Share your dilemmas and get honest opinions from other Mumsnetters.

To marry a man more than twice my age

399 replies

sarahsdilemma · 12/04/2026 15:50

I’m a lawyer, well-educated, and I’ve worked very hard to get where I am but deeply unhappy in my job. I find it stressful, all-consuming and, if I’m honest, quite miserable. The long hours, weekend work and constant pressure are really getting to me, and even looking ahead, I can see that while the pay improves, it still comes at a big personal cost. People ahead of me are doing well, but they’re still working incredibly hard and the mums often either go part time (so a pay cut) or miss weekends and bedtimes with their kids.

I’ve been in a relationship for about a year with a man more than twice my age.

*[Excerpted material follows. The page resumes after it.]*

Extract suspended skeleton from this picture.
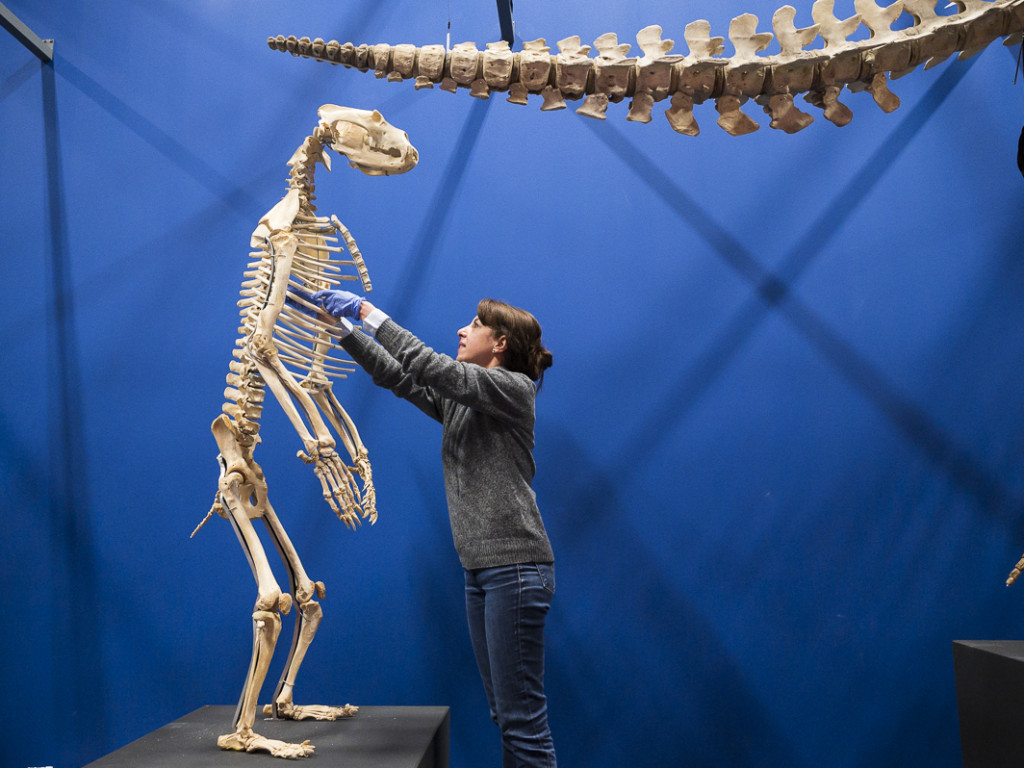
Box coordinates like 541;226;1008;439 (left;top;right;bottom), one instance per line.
267;0;1024;136
193;104;419;758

He owns a (highly successful) business, has been married before and has children. I appreciate how this sounds, but he treats me very well and I feel happy and supported with him. He helps me financially, I have a card linked to his account rather than a formal allowance, and more recently he’s been talking about a future together, including marriage.

He’s seen how unhappy I am in my job and has gently suggested that I don’t have to continue if it’s making me this miserable. I’ve been very cautious about that, as I don’t want to make myself vulnerable or dependent on someone else. To address that, he’s offered to buy a property in London in my name as an engagement present, which I could rent out and keep the income from, regardless of what happens between us.

I do want children, probably more than I want a career, and I can’t help but think about what kind of life I actually want long-term. My mum, who I love and respect, thinks this is a terrible idea and keeps saying I should find someone my own age. Her main concern seems to be the age gap and questioning his motives, but she isn’t really giving me much practical reasoning beyond that, which is making it harder for me to weigh things up properly.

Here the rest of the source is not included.